Search code examples
pythoninitpython-dataclasses

Frozen dataclass pathlib.Path-like initialization


I have this dataclass:

@dataclass(frozen=True)
class CacheSchema:
    id_key: str
    snapshot_key: str | None
    version: str = Info.Versions.schema_cache

and I would like to initialize it the same way pathlib.Path does it, so either pass the required arguments or an already initialized CacheSchema object. From my limited understanding I figured I would have to customize __new__(), so I did, however I can't do it exactly as Path does it because the dataclass is frozen and I'm not supposed to change the values after creation.
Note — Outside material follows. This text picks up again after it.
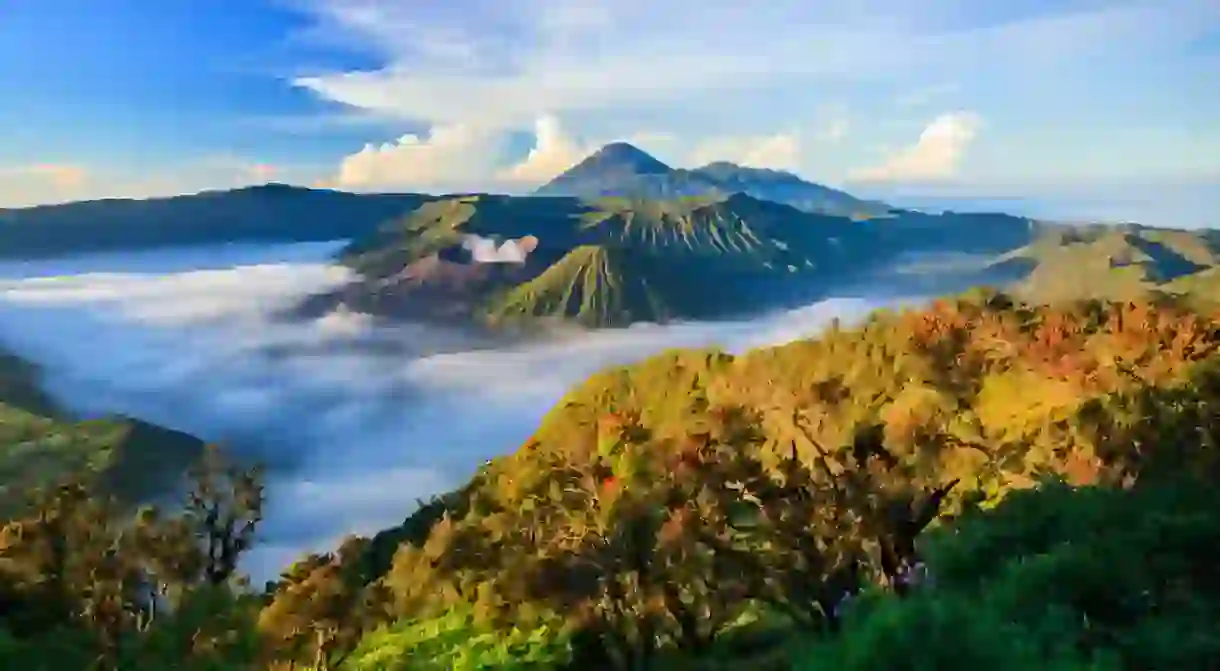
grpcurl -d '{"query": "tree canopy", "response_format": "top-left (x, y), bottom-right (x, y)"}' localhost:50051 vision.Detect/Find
top-left (5, 290), bottom-right (1220, 669)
So I came up with this:

def __new__(cls, *args, **kwargs):
    if len(args) == 1 and type(args[0]) is cls:
        return cls.__new__(cls, args[0].id_key, args[0].snapshot_key, args[0].version)

    return super(CacheSchema, cls).__new__(cls)
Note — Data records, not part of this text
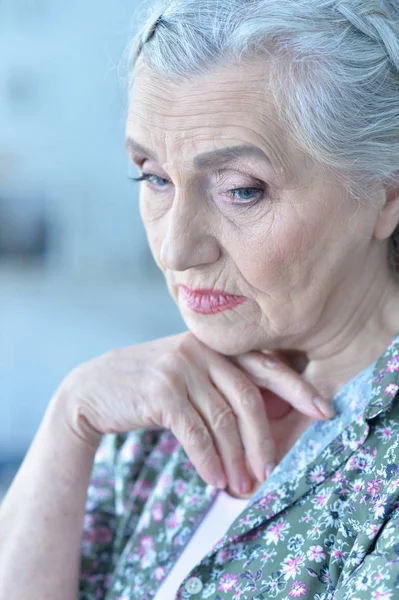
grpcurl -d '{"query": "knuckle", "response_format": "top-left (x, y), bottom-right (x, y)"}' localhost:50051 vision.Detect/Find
top-left (153, 355), bottom-right (185, 390)
top-left (211, 406), bottom-right (237, 431)
top-left (184, 421), bottom-right (212, 449)
top-left (157, 350), bottom-right (182, 373)
top-left (145, 373), bottom-right (167, 398)
top-left (235, 382), bottom-right (262, 410)
top-left (162, 367), bottom-right (183, 390)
My logic was: if normal arguments are passed call __init__() with the given args, otherwise unpack the existing object and recall __new__() with the unpacked values.

My issue is that cls.__new__(cls, args[0].id_key, args[0].snapshot_key, args[0].version) doesn't do what I thought it would do (call __new__ recursively but with different args).

Running this

schema= CacheSchema('a', 'b', 'c')
schema2 = CacheSchema(schema)

raises

File "D:/x/y/z/main.py", line 10, in <module>
    schema2 = CacheSchema(schema)
TypeError: CacheSchema.__init__() missing 1 required positional argument: 'snapshot_key'

Solution

  • __init__ is called after __new__.

    Creation is essentially:

    @classmethod
    def __call__(cls, *args, **kwargs):
        self = cls.__new__(cls, *args, **kwargs)
        cls.__init__(self, *args, **kwargs)
        return self
    

    Therefore, you cannot repack args.
    Also see: Python: override __init__ args in __new__

    pathlib.Path-like instantiation

    Unlike your dataclass, pathlib.Path doesn't have an __init__ method with required parameters.

    Its __new__ method calls another class method _from_parts1 that does self = object.__new__(cls) and then sets attributes on self directly.

    To do something like this on your dataclass with only the __new__ method would be:

    @dataclass(frozen=True)
    class CacheSchema:
        id_key: str
        snapshot_key: str
        version: str = ""
    
        def __new__(cls, *args, **kwargs):
            if not hasattr(cls, '_init'):
                setattr(cls, '_init', cls.__init__)
                delattr(cls, '__init__')
    
            self = object.__new__(cls)
        
            if len(args) == 1 and type(args[0]) is cls:
                cls._init(self, args[0].id_key, args[0].snapshot_key, args[0].version)
                return self
    
            cls._init(self, *args, **kwargs)
            return self
    

    1 This has other issues: https://github.com/python/cpython/issues/85281

    pathlib.Path-like initialisation

    You need to wrap the __init__ function added by @dataclass.

    You can do this with another decorator:

    def init_accept_instance(cls):
        init = cls.__init__
    
        def __init__(self, *args, **kwargs):
            if len(args) == 1 and type(args[0]) is cls:
                args, kwargs = (), args[0].__dict__
            init(self, *args, **kwargs)
    
        cls.__init__ = __init__
        return cls
    

    Usage:

    @init_accept_instance
    @dataclass(frozen=True)
    class CacheSchema:
        id_key: str
        snapshot_key: str
        version: str = Info.Versions.schema_cache
    

    Or you can wrap __init__ in __new__:

    from functools import wraps
    
    
    @dataclass(frozen=True)
    class CacheSchema:
        id_key: str
        snapshot_key: str
        version: str = ""
    
        def __new__(cls, *_, **__):
            if not hasattr(cls.__init__, '__wrapped__'):
                @wraps(cls.__init__)
                def __init__(self, *args, **kwargs):
                    if len(args) == 1 and type(args[0]) is cls:
                        args = (args[0].id_key, args[0].snapshot_key, args[0].version)
                    cls.__init__.__wrapped__(self, *args, **kwargs)
    
                setattr(cls, '__init__', __init__)
    
            return super().__new__(cls)